Por eso, por la perfidia de la que siempre ha dado muestras el Estado ante la generosidad del adversario que acepta deponer las armas, es por lo que hay que subirle el tono a la dialéctica de la palabra, la denuncia y la organización. El Estado capitalista y de clases ha demostrado con creces que no hace concesión alguna a las clases subalternas, y cualquiera que considere le haya sido hecha por alguna fracción del bloque de poder – v. y gr. J. M. Santos y el Acuerdo de Paz‑, lo considera alta traición a su casta. Y la cobra, si es el caso, con sangre. Tal la somera explicación dialéctica de las históricas traiciones del Estado a los pactos de paz suscritos en cualquier tiempo. Porque hay además sed de venganza contra quienes osaron impugnar la legitimidad –a veces “divina”- del orden que ellos establecieron. Y además, siempre tratarán de revertir los odiosos, inaceptables beneficios que juzgan, se le hicieron al enemigo. Si se quisiera la prueba reina de ello, ¿no ha sido acaso los reclamantes de la tierra despojada y sus líderes el objetivo militar primero del sin eufemismos denominado “ejército anti restitución?
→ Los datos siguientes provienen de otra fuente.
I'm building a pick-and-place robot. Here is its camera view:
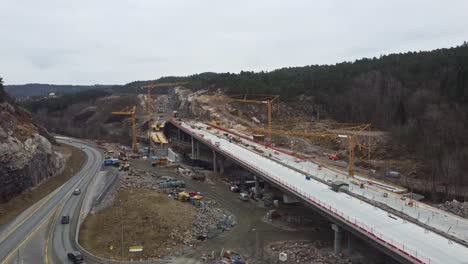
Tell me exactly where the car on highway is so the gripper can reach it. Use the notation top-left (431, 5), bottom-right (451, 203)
top-left (60, 215), bottom-right (70, 225)
top-left (239, 192), bottom-right (249, 201)
top-left (67, 251), bottom-right (84, 264)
Por todo lo anterior, las de Samuel David, Astrid, David, Anderson, Albeiro, Holman, Rigoberto, Alexander, José Huber, Rulber, Gerson, Carlos Andrés y ciento ochenta más, son vidas que nos corresponde honrar. Y ante las que inclinamos nuestras banderas, no para arriarlas, sino para en su nombre y en el de la insoluta causa justiciera por la que murieron, izarlas muy en alto.